Christopher: Exactly. Later we found out, just like many places, they didn’t have options for people [with disabilities] from the public to go into the cave. There are 27 entrances into the cave system. There is only one elevator and at the time it wasn’t a publicly-accessible elevator because it was unreliable. Sometimes it would run sometimes it wouldn’t, and they didn’t want anyone trapped in there. So when we went in, they had to have a ranger with a wench on his truck in case the elevator stopped working to pull us out. And I can see that after the fact, there’s a lot of liability in doing this and they didn’t want the public to see them in there and start asking questions about why they couldn’t bring a family member…Fast forward a little bit and now Mammoth Cave National Park does offer an accessible tour. Through this work, I realized that the geosciences as a discipline is inherently exclusive. If you don’t fit the model of the person that can go into the cave and do the work, then you shouldn’t be a geoscientist. That was the implicit message that we were sending through all of our recruiting materials and the methods with which we teach the science.

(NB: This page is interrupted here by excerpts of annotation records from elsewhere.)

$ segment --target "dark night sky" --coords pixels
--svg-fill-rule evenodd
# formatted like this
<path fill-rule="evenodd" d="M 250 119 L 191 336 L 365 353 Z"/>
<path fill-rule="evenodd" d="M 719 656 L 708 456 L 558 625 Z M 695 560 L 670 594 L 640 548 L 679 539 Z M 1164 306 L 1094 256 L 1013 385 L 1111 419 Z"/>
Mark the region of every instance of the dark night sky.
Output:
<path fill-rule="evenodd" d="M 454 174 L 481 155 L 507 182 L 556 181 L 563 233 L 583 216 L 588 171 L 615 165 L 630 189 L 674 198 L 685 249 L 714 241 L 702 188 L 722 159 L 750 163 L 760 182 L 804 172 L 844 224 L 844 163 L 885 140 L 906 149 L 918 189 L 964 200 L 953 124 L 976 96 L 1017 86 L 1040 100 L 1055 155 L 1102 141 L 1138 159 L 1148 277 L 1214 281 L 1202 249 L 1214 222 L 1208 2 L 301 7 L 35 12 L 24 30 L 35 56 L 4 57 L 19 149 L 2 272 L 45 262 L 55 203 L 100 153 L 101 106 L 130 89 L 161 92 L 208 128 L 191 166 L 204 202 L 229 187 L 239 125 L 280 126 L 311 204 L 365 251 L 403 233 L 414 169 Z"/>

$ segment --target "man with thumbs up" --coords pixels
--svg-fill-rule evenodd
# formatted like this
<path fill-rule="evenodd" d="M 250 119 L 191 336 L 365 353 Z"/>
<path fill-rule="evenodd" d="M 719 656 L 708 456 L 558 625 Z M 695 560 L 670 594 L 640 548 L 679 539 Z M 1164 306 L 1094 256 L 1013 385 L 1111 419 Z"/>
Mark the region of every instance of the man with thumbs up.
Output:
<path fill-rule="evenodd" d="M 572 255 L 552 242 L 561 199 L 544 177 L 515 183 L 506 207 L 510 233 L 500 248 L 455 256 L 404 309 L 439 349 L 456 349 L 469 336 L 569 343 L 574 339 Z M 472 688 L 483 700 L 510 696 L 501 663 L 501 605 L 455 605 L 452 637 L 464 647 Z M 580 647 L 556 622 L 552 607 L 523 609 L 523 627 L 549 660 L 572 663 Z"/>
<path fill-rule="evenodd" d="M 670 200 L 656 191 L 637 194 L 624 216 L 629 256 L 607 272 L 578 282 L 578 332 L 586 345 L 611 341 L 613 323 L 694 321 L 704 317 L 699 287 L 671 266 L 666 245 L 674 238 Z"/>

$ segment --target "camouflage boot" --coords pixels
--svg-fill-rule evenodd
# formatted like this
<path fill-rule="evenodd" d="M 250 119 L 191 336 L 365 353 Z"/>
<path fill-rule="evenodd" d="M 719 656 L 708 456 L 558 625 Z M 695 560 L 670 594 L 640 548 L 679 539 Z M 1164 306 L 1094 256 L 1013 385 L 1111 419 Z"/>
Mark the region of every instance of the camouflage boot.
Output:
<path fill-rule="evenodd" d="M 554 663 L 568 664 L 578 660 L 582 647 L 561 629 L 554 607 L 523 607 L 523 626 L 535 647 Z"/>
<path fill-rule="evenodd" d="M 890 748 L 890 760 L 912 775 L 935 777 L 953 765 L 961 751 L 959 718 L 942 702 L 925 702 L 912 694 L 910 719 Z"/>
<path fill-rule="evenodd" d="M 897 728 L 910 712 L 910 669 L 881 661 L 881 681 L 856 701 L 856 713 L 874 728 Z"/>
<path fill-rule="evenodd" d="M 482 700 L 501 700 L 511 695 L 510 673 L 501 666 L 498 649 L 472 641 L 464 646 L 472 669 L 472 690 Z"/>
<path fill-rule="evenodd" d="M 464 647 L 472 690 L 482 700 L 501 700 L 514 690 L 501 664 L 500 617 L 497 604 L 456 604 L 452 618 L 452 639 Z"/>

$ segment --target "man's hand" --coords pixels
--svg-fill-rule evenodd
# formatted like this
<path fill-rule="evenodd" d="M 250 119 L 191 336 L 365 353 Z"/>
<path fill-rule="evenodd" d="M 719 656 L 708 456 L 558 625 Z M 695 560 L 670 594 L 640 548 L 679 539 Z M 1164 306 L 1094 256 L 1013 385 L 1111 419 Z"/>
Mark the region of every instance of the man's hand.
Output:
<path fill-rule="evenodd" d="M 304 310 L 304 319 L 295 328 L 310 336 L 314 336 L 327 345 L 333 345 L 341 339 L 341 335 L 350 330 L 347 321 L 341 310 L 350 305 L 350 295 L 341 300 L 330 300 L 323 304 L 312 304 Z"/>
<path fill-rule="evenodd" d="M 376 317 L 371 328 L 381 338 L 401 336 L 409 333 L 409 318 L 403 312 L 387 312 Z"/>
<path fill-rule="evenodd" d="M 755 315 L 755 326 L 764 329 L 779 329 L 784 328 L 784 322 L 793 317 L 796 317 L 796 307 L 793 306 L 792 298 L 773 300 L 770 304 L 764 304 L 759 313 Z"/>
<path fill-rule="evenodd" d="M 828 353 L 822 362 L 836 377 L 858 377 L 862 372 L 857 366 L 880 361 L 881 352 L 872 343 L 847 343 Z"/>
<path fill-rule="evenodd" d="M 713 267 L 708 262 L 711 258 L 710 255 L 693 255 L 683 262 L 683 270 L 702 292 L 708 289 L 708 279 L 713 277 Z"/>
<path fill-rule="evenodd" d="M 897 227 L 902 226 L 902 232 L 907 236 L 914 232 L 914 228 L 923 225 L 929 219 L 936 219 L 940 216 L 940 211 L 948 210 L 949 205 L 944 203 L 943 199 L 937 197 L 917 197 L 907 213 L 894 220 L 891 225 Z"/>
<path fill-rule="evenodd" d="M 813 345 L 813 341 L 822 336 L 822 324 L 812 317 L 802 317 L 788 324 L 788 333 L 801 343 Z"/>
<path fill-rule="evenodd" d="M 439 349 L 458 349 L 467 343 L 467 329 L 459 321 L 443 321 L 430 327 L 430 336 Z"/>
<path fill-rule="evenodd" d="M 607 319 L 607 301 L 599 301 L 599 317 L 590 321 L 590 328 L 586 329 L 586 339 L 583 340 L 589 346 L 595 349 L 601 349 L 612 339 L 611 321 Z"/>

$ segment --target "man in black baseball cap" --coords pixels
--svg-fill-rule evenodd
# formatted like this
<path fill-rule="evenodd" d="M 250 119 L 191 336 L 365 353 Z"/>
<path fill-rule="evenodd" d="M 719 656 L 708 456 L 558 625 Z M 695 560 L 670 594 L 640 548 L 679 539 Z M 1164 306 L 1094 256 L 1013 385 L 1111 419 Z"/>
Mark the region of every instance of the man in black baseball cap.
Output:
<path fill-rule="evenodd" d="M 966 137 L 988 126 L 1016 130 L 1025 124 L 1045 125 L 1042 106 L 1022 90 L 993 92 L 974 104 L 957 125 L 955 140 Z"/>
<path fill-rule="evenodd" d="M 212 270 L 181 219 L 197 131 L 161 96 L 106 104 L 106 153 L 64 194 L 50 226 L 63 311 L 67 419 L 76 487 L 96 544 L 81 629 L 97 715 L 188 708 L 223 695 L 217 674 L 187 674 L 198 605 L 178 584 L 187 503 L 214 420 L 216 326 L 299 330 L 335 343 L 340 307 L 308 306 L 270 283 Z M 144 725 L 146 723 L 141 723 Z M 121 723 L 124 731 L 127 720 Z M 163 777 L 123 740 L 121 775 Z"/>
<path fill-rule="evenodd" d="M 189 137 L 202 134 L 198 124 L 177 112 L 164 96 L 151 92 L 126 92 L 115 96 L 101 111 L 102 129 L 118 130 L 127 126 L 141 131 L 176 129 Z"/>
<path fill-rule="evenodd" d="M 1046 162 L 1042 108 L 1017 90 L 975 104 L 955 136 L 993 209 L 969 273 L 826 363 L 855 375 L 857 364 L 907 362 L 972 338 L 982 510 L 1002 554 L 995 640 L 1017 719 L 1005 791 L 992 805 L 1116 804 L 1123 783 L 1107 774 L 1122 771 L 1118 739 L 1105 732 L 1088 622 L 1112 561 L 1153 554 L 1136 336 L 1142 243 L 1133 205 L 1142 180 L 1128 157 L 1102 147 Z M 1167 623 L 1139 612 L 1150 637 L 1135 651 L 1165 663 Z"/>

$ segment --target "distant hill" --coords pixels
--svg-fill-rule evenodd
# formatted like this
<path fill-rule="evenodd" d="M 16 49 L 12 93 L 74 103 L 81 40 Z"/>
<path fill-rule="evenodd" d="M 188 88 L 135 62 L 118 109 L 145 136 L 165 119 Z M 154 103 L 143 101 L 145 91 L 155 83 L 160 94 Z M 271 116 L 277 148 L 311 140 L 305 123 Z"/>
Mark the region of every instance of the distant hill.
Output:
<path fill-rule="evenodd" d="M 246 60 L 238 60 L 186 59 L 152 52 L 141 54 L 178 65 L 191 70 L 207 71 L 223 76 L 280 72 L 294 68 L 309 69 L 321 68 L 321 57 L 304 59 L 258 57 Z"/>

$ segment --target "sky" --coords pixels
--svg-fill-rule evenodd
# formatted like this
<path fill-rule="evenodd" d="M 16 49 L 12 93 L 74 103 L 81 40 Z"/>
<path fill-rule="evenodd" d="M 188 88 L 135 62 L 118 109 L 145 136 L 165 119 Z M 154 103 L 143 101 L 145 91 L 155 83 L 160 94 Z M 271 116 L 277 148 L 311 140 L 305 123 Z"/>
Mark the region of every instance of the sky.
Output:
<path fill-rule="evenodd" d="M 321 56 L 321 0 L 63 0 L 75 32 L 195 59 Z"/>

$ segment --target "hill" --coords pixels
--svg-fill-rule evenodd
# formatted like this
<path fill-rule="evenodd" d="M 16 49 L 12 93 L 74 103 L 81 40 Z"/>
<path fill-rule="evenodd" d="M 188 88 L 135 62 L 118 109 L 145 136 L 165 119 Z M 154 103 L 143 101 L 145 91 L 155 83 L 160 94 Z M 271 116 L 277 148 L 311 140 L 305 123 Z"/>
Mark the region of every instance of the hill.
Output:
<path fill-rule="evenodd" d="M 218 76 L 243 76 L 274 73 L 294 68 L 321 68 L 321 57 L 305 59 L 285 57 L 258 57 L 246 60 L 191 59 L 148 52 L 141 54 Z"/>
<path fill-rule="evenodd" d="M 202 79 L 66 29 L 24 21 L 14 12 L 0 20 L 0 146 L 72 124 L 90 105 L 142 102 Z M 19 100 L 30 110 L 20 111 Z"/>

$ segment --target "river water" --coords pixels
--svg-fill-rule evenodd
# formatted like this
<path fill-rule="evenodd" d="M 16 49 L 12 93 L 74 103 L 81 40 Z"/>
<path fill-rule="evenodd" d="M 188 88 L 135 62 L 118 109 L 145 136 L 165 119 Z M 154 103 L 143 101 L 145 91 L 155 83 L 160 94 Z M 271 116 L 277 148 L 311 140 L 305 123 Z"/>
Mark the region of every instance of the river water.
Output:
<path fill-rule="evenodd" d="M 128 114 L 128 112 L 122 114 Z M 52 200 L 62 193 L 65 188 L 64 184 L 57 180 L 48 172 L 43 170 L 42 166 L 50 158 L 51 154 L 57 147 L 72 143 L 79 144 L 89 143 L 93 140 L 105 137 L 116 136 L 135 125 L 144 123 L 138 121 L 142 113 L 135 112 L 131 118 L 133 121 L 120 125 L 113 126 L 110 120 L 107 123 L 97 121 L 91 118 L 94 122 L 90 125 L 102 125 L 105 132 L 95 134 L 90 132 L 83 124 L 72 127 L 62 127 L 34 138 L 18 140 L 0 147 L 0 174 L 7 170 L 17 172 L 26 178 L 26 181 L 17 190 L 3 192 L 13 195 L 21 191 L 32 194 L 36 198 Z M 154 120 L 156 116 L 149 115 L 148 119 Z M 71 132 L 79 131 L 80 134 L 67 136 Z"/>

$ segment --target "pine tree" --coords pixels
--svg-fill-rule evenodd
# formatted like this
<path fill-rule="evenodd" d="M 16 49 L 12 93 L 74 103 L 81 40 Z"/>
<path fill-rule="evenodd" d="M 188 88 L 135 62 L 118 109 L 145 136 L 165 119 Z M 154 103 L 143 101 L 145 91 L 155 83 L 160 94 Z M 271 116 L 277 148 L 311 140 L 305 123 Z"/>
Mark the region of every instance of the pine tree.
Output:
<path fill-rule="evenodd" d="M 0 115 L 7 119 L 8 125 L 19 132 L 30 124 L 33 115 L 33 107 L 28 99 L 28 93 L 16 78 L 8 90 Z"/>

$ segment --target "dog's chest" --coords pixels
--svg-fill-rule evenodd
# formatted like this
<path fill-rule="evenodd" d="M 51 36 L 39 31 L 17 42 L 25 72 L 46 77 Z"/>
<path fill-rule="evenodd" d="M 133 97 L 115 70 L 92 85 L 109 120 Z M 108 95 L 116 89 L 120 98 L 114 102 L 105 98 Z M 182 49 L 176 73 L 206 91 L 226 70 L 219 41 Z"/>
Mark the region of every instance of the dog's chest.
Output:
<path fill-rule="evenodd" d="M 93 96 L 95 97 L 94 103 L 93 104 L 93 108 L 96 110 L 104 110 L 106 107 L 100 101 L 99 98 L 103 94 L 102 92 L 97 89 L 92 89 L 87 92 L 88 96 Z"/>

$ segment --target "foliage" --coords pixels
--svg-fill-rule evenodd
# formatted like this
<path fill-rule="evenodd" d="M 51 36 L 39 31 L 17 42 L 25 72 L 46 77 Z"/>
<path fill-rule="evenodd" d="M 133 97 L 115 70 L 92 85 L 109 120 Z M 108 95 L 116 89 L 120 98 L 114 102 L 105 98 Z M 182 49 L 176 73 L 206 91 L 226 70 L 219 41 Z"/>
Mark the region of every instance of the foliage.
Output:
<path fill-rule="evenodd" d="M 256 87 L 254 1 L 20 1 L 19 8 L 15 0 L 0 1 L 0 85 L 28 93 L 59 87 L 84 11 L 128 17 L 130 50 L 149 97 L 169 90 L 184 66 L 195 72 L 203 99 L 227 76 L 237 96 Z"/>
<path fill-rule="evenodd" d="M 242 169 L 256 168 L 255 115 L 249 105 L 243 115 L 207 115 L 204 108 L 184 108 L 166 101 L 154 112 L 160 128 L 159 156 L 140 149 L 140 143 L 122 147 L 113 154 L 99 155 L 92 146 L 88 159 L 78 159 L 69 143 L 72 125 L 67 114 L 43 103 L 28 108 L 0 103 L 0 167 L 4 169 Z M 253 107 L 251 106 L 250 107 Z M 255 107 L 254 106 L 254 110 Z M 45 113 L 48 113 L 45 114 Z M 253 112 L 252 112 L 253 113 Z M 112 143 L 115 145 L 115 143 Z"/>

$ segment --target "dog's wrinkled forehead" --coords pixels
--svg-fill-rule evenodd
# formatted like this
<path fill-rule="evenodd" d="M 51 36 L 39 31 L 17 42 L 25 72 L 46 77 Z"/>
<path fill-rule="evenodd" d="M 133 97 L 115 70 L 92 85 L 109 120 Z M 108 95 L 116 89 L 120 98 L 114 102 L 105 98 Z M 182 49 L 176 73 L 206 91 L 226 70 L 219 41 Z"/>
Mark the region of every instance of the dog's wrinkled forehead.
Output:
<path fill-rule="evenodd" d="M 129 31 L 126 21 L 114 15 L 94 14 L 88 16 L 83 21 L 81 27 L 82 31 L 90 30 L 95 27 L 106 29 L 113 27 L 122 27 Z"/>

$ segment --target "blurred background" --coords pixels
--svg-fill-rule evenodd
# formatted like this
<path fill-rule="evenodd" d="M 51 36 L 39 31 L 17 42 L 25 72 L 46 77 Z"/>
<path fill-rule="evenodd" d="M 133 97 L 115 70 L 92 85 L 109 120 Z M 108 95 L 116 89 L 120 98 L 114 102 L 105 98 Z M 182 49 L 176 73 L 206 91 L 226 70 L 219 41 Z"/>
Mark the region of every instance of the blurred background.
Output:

Advice for GSA and the larger geoscience community

Although the conversations were enlightening, thought provoking, and necessary, talking alone can’t solve many of the issues raised without actions, both immediate and long term, to remedy them. In processing the conversations, I came to a few conclusions regarding issues that can be more immediately addressed by GSA:

  • Generational diversity at ALL diversity and inclusion sessions should be further encouraged. Going to a diversity and inclusion session and seeing more and more young faces is a good start. But the messages disseminated there are valuable to the entire community. Without reaching out to engage more people across the GSA spectrum, the lessons that deserve to be common knowledge will only be learned by the few who choose to know.
  • Issues regarding accessibility should be brought up more in conversations about inclusion and diversity. A lot of people, myself included, are unaware of issues that don’t necessarily effect ourselves personally, until the topic is brought up and made an issue. A call for presentations on the topic may help to further spread the message.
  • GSA should re-examine some of the cultural norms that it has taken for granted. Not everyone wants to or can drink. Furthermore, some people feel genuinely uncomfortable around people that are drinking. Yet, for people who want to enjoy afternoon poster sessions without the influence of alcohol around them, there are few alternative options presented.

As GSA and all of its members move towards becoming a socially conscious body of scientists and career professionals, we should remember to have conversations with open ears and minds, so that we can create a diverse and inclusive community.


The GSA Science Communication Internship was a program offered at the GSA Annual Meeting in Phoenix, AZ, designed for student attendees interested in science communication as a possible alternative career path.  Interns were paired with GSA’s Science Communication Fellow in order to gain experience in making science clear and exciting, under the tutelage of a professional writer.  Students were assigned to conduct interviews with presenters at the meeting and to compile summaries capturing the significance of the presenters’ work for a non-technical audience.  Media assignments and mentoring were useful learning experiences and exposure opportunities for students seeking to expand their knowledge into geoscientific reporting.